Friday’s show is doubly significant in that this is a high profile edition of the annual TRAPS (The Rhythmic Arts Project) benefit, supporting Carpinteria-based drummer Eddie Tuduri’s inspirational organization, dedicated to educating those with disabilities through the universal power of percussion and rhythm.

Meanwhile, the cool and humble Danish outpost of Solvang continues its effort to make the town—and those of us within driving distance—safe for jazz. This is the town which hosted a brave, if short-lived Solvang Jazz Festival for three years, through the organizational efforts of Crusaders drummer Stix Hooper.

As of Saturday, Solvang again increases the jazz peace with the launching of the “Famous Jazz Artist” series at Terrace Dinner Theater (upstairs at Manny’s Restaurant, 1693 Mission Rd.), an expansion of the long-standing series in Cambria run by vibist Charlie Shoemake and his wife, vocalist Sandi. As a special guest in this first of hopefully many a dinner-show series ($35 wins you dinner, starting at 6, and two sets of jazz by some of SoCal’s finest), the respected L.A. alto saxist Lanny Morgan will head up the coast. The fine bebop-fueled Morgan is one of those top drawer jazz players who for many years made a living in studios (recording, television and film soundstages) by day and heeded the jazz muse by night, playing in Supersax for almost twenty years. For info: 691-9137.

FRINGE PRODUCT: Wes Montgomery, Echoes of Indiana Avenue (Resonance).
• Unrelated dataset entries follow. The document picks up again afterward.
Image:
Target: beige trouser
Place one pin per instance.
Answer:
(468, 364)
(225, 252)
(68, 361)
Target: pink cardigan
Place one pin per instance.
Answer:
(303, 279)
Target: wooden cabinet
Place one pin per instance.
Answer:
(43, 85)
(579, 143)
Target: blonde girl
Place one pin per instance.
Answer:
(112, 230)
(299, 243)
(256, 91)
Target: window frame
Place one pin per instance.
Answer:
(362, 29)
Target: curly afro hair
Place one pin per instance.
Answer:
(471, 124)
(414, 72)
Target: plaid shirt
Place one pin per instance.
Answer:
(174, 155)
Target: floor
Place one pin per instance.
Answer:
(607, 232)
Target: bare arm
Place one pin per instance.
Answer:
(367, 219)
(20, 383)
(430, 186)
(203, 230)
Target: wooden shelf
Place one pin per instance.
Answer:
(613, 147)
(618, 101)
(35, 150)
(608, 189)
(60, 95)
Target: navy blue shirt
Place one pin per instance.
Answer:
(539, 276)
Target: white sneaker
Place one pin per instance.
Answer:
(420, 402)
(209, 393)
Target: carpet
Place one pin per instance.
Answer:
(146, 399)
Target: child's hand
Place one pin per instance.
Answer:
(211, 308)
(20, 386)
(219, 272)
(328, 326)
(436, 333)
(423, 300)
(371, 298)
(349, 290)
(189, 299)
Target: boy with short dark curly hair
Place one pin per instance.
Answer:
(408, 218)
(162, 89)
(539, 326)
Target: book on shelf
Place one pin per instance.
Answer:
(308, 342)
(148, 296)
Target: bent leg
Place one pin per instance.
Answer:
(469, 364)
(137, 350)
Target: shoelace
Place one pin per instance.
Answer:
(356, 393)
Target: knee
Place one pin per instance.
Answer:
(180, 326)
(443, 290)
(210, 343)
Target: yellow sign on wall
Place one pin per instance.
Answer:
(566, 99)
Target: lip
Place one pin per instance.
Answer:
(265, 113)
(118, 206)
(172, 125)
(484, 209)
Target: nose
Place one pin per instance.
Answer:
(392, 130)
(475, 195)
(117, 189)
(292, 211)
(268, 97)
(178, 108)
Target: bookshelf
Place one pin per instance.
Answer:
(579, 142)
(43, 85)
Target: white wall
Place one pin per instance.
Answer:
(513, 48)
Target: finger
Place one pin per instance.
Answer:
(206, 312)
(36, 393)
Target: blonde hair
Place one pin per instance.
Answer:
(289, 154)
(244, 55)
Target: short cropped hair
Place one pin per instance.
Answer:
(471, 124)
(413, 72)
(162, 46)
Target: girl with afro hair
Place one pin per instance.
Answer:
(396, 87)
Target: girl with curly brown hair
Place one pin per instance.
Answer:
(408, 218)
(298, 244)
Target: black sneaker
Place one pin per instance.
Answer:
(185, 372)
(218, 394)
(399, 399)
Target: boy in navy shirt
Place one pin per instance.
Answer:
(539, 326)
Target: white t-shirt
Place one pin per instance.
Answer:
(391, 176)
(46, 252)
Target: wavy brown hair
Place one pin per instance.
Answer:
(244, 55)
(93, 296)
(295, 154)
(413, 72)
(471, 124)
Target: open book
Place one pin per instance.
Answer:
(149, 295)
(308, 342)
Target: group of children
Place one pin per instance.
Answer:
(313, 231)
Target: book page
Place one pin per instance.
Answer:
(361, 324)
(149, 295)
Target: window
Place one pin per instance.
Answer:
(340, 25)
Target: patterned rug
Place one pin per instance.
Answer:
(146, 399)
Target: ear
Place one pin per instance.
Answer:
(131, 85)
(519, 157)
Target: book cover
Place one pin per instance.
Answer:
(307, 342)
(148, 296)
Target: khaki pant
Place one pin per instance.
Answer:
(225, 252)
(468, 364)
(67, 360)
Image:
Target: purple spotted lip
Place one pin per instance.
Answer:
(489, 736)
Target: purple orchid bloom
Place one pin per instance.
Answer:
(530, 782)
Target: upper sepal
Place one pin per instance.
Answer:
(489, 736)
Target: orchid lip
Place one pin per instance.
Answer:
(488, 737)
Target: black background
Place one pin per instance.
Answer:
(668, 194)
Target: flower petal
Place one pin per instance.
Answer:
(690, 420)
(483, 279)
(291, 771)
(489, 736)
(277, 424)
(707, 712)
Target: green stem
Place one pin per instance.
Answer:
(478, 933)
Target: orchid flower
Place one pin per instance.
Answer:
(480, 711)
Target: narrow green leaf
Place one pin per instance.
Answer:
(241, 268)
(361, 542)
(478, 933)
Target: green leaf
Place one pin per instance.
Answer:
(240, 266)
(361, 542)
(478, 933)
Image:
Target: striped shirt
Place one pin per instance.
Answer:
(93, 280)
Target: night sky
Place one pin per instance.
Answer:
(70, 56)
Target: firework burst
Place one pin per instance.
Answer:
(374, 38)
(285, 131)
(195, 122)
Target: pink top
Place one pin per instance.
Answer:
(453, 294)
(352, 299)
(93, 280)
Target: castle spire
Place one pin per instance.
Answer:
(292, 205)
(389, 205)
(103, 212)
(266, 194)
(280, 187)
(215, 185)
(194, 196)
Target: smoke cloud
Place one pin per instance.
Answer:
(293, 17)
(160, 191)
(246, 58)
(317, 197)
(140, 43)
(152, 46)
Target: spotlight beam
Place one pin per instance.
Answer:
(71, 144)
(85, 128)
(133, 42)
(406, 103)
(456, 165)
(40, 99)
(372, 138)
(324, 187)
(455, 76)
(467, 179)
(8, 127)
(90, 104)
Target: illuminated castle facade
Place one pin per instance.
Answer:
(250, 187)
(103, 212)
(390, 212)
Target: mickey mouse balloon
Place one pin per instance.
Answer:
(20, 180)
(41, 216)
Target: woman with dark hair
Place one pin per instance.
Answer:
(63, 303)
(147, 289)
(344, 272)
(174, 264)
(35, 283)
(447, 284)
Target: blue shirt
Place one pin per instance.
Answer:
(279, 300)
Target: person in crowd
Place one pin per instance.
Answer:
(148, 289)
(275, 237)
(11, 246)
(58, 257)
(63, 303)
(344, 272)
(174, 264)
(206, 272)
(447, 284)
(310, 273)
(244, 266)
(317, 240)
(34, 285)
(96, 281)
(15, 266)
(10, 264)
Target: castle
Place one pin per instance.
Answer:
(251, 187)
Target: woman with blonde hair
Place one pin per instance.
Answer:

Even as the years go by and jazz guitar becomes settled in its ways, and the population of dazzlingly proficient and well-studied, riff-accessing guitarists expands from the younger generation upward, the fact seems all the more clear: Wes Montgomery was a musical miracle of jazz guitar. A humble, self-taught and late-blooming player, Montgomery is an example of the natural jazz wonder, who played—with his thumb, rather than a pick—rings around other guitarists before or since, but always with a bone-deep sense of musicality.
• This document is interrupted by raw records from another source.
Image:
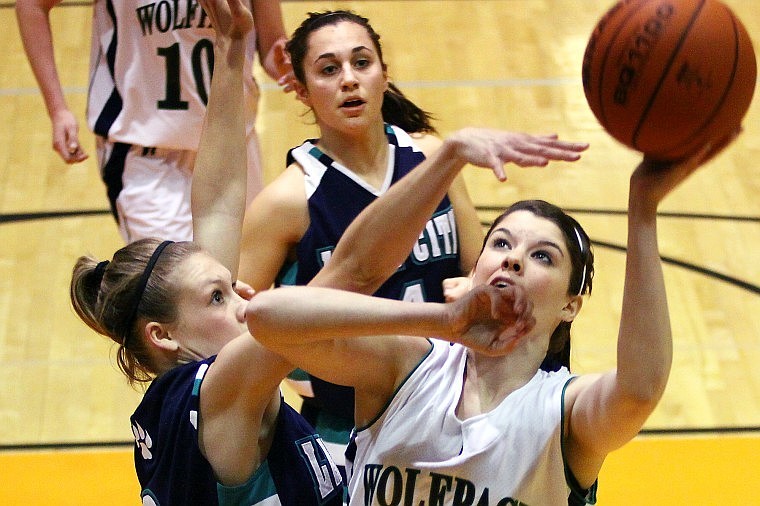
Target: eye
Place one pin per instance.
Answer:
(543, 256)
(217, 297)
(500, 242)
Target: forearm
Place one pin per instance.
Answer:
(219, 177)
(645, 341)
(36, 35)
(294, 316)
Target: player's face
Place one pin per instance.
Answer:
(210, 312)
(530, 252)
(345, 79)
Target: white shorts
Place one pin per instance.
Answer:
(149, 188)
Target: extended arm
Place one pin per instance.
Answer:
(386, 230)
(316, 328)
(608, 410)
(34, 25)
(239, 398)
(219, 177)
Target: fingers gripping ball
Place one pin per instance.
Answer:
(666, 76)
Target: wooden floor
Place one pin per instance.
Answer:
(512, 64)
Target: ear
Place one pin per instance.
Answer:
(302, 94)
(572, 308)
(158, 336)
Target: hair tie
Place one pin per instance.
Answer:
(98, 273)
(583, 259)
(127, 324)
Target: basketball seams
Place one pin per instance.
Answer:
(605, 59)
(669, 76)
(729, 85)
(664, 73)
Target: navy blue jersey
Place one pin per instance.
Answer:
(172, 471)
(336, 196)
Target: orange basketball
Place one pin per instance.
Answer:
(666, 76)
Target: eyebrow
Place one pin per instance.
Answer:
(550, 244)
(355, 50)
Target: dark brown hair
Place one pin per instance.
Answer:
(397, 108)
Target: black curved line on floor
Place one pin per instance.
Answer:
(754, 430)
(47, 215)
(691, 267)
(745, 285)
(16, 217)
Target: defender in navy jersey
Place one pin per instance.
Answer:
(171, 467)
(434, 257)
(370, 137)
(212, 427)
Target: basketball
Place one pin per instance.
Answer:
(664, 77)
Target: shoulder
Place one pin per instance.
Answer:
(286, 195)
(428, 143)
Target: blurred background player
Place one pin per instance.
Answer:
(150, 71)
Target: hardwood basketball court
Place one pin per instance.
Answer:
(512, 64)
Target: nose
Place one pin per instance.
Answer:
(349, 81)
(240, 311)
(512, 263)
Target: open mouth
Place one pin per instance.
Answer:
(353, 103)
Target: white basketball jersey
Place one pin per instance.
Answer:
(150, 69)
(420, 452)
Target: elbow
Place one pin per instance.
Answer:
(645, 395)
(256, 317)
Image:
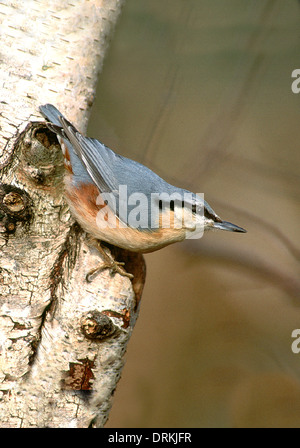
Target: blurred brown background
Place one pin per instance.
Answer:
(200, 91)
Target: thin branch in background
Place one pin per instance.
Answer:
(160, 116)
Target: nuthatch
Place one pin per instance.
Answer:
(122, 202)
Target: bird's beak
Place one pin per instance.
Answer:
(225, 225)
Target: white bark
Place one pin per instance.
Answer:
(56, 368)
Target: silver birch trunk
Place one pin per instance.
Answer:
(62, 340)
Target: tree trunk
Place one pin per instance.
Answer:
(62, 340)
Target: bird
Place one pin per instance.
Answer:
(122, 202)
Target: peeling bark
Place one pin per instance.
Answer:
(62, 340)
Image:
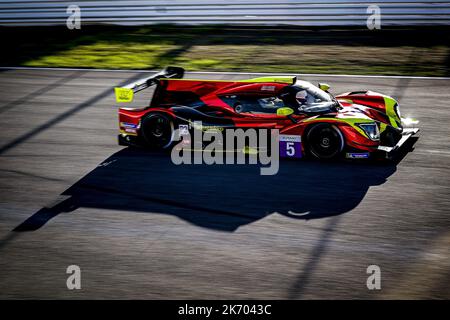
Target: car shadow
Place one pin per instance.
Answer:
(220, 197)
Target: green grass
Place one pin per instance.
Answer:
(422, 52)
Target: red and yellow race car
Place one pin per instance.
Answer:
(352, 125)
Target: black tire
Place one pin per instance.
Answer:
(324, 141)
(157, 130)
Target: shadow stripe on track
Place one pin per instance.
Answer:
(58, 83)
(63, 116)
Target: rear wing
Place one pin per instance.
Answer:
(126, 93)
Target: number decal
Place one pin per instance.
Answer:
(290, 146)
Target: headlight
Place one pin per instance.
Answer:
(371, 129)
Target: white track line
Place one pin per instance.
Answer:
(234, 73)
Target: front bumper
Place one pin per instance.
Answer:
(406, 134)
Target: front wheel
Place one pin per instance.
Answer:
(157, 130)
(324, 141)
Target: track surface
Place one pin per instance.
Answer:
(141, 227)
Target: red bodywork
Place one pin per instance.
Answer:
(211, 95)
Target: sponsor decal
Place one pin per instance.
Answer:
(361, 155)
(290, 146)
(128, 125)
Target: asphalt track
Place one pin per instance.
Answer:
(140, 227)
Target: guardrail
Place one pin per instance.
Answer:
(240, 12)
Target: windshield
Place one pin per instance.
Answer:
(310, 93)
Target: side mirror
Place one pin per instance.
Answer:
(324, 86)
(284, 111)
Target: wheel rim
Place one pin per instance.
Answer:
(158, 131)
(324, 142)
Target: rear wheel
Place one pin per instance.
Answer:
(157, 130)
(324, 141)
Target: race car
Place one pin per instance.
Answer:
(356, 124)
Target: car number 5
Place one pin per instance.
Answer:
(290, 149)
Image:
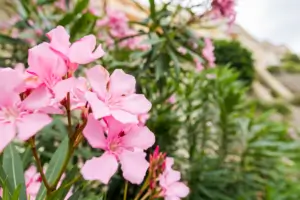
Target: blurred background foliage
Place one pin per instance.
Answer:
(226, 145)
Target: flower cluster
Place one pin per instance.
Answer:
(113, 115)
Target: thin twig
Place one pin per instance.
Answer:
(38, 163)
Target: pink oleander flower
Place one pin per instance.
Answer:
(208, 52)
(83, 51)
(224, 9)
(115, 95)
(182, 50)
(172, 189)
(122, 144)
(76, 87)
(143, 119)
(172, 99)
(199, 66)
(22, 118)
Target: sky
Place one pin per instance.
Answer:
(277, 21)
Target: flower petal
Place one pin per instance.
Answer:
(124, 117)
(121, 83)
(7, 134)
(99, 108)
(81, 51)
(39, 98)
(98, 77)
(59, 39)
(63, 87)
(30, 124)
(140, 137)
(102, 168)
(135, 104)
(134, 166)
(94, 133)
(12, 80)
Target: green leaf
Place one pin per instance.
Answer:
(75, 196)
(16, 193)
(80, 6)
(63, 190)
(54, 166)
(152, 9)
(84, 25)
(4, 183)
(13, 167)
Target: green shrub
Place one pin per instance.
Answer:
(232, 53)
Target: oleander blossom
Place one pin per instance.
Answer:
(122, 144)
(21, 118)
(224, 9)
(115, 95)
(172, 189)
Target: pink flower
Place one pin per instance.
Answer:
(182, 50)
(172, 99)
(172, 189)
(208, 52)
(80, 52)
(22, 118)
(46, 65)
(199, 66)
(122, 144)
(115, 95)
(76, 88)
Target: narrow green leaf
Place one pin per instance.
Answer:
(13, 167)
(80, 6)
(16, 193)
(152, 9)
(4, 183)
(54, 167)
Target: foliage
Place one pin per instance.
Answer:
(232, 53)
(224, 147)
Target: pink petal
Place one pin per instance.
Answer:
(30, 124)
(39, 98)
(7, 134)
(99, 108)
(63, 87)
(140, 137)
(45, 63)
(8, 98)
(59, 39)
(114, 127)
(135, 104)
(178, 189)
(12, 80)
(81, 51)
(98, 77)
(102, 168)
(124, 117)
(121, 83)
(94, 133)
(134, 166)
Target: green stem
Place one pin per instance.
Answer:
(125, 190)
(38, 163)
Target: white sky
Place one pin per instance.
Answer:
(277, 21)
And the story deepens a bit with the recent release of Echoes of Indiana Avenue (Resonance), an impressive set of digitally cleaned-up live tapes from his days as a passionate “unknown” player in his hometown of Indianapolis. As history tells us, Orrin Keepnews “discovered” Montgomery and cut several classic albums for the Riverside label, a discovery heard around the world. But the tracks heard here, facilitated into album form by famed scholar Michael Cuscuna, provide some fascinating, and musically bold pre-history to the tale of Wes. Details are sketchy about the locations and dates, but the spirit is vibrant and juicy.
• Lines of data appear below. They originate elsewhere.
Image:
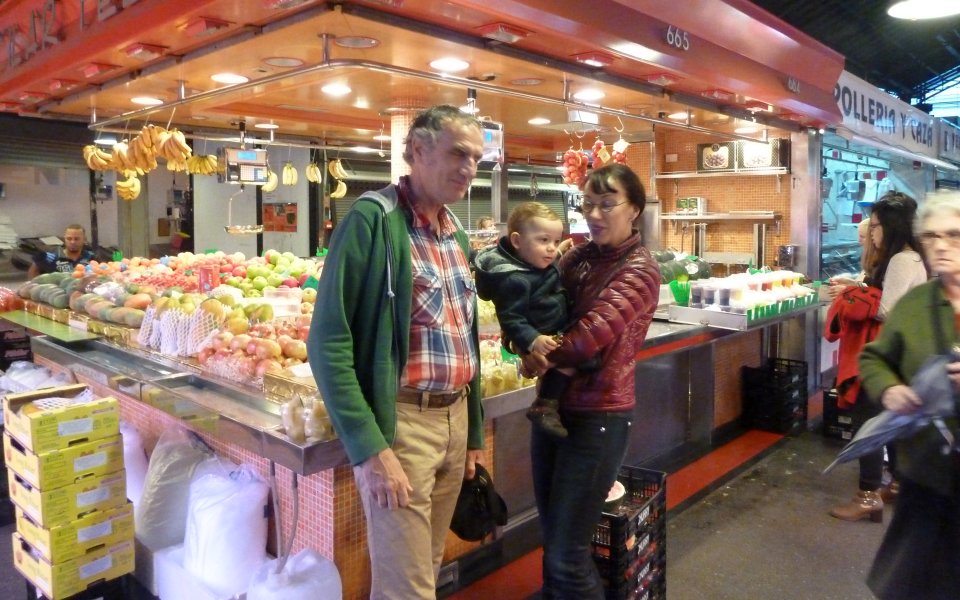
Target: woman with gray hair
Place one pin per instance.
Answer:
(920, 554)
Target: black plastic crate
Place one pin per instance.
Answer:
(837, 423)
(643, 504)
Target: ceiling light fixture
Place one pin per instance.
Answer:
(32, 97)
(144, 51)
(526, 81)
(915, 10)
(203, 26)
(717, 94)
(662, 79)
(356, 42)
(229, 78)
(336, 89)
(594, 59)
(63, 85)
(282, 61)
(146, 100)
(449, 64)
(501, 32)
(93, 69)
(589, 95)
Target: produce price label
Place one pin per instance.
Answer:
(75, 426)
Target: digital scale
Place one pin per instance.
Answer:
(243, 166)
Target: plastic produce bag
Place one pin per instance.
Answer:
(306, 576)
(24, 376)
(135, 462)
(226, 535)
(161, 516)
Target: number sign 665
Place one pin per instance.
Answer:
(678, 38)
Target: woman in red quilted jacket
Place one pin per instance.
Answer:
(614, 284)
(855, 318)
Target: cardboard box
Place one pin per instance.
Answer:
(43, 429)
(58, 468)
(96, 530)
(61, 505)
(61, 580)
(11, 332)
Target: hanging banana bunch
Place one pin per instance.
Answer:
(272, 181)
(313, 173)
(336, 170)
(289, 176)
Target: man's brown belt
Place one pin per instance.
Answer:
(429, 399)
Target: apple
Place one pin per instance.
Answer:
(237, 326)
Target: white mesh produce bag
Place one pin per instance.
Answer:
(226, 534)
(306, 575)
(161, 516)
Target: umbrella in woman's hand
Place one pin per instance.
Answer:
(934, 387)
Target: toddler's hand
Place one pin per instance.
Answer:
(544, 344)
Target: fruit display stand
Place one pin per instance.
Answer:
(156, 392)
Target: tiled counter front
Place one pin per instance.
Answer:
(331, 516)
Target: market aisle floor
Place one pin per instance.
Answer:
(763, 535)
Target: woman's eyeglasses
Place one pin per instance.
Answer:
(951, 237)
(587, 207)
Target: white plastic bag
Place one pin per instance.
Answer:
(161, 516)
(306, 576)
(134, 461)
(226, 535)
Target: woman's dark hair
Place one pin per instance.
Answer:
(895, 212)
(602, 180)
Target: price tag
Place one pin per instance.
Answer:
(677, 38)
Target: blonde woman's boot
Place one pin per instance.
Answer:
(865, 505)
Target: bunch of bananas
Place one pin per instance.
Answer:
(289, 174)
(202, 164)
(129, 188)
(272, 181)
(337, 171)
(172, 145)
(340, 191)
(96, 158)
(314, 175)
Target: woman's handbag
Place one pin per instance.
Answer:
(480, 509)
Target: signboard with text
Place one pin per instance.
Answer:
(872, 113)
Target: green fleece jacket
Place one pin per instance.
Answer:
(360, 332)
(908, 337)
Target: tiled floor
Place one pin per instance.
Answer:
(522, 578)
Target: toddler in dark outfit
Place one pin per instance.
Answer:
(520, 276)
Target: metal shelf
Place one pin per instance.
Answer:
(734, 216)
(697, 174)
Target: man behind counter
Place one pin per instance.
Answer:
(64, 259)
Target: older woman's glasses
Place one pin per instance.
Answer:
(587, 207)
(951, 237)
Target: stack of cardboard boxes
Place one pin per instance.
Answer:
(75, 527)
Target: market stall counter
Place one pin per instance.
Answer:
(679, 367)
The guitarist, sounding in fine form in unnamed joints where the ambient nightclub noise adds a layer of mystique, is joined on these tracks by various musicians, including his brothers, Buddy on piano and Monk on bass, who would become his bandmates as Wes’ star rose, and pianist-organist Melvin Rhyne. Hearing Wes summoning up heat and inventive lines on the standard themes of “Darn that Dream,” “Body and Soul” and “Nica’s Dream”—and he even plays “Misty” for us—gives a retrospective you-are-there perspective on a friendly musical genius in his hometown, before-the-fame-game comfort zone. The nine-track album takes a slight left turn, as Wes’ tone gets gruffer and bluesier, for “After Hours Blues,” replete with peanut gallery comments by lucky patrons in the club that night, little knowing that their words would be in some small way immortalized, or that this “local hero” guitarist would, ten years later, have cemented his place at the top of the pantheon of jazz guitar. Or that he would die far too young, of a heart attack in 1968. For current and future Wes fans, file this one high on the listen-up index.